Pancrace Bessa ( 1772 - 1846 )

A study of apricots


A study of apricots


watercolour
9¾ x 7⅝ in. (24.7 x 19.5 cm.)
signed
with fine antique French frame

£7,500

‘In the case of an artist like Pancrace Bessa it is difficult to know whether he would have succeeded without instruction from Redouté, or whether he is unjustly overshadowed by the great master.’ So wrote my father in his European Flower Painters of 1973, a copy of which must adorn the shelves of many of our more established clients and which provides a neat summary of Bessa’s life.
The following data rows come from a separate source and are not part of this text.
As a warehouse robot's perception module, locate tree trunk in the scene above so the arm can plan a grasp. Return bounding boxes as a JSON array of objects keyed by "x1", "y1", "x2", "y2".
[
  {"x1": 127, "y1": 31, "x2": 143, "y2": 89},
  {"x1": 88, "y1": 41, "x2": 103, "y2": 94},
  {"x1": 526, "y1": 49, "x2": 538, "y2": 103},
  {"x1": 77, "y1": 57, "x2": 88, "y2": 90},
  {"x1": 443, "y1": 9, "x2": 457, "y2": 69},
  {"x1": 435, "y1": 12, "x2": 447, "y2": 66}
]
All that can be added is that Bessa lived in a veritable golden age of natural history science, with many new plants arriving in France to be cultivated in the botanical gardens of the Musée national d'Histoire Naturelle (commonly known as the ‘Jardin des Plantes’), of the royals and of the aristocracy. These new plants required classification, description and illustration, and Bessa was one of hundreds of trained botanical artists who devoted themselves to this task. Bessa painted the originals for one of the most important French periodicals of the period—Mordant de Launay's (and later Loiseleur-Deslongchamp's) Herbier Général de l'Amateur (Paris, [1810–]1816–1827)— depicting in watercolour on vellum five hundred and seventy-two rare and new plants growing in the gardens of Paris. Bessa was also a teacher of flower painting, and one of his pupils was also his patroness—the Duchesse de Berry, sister-in-law of Charles X. The king then purchased all of the originals for the Herbier as a gift for the duchess.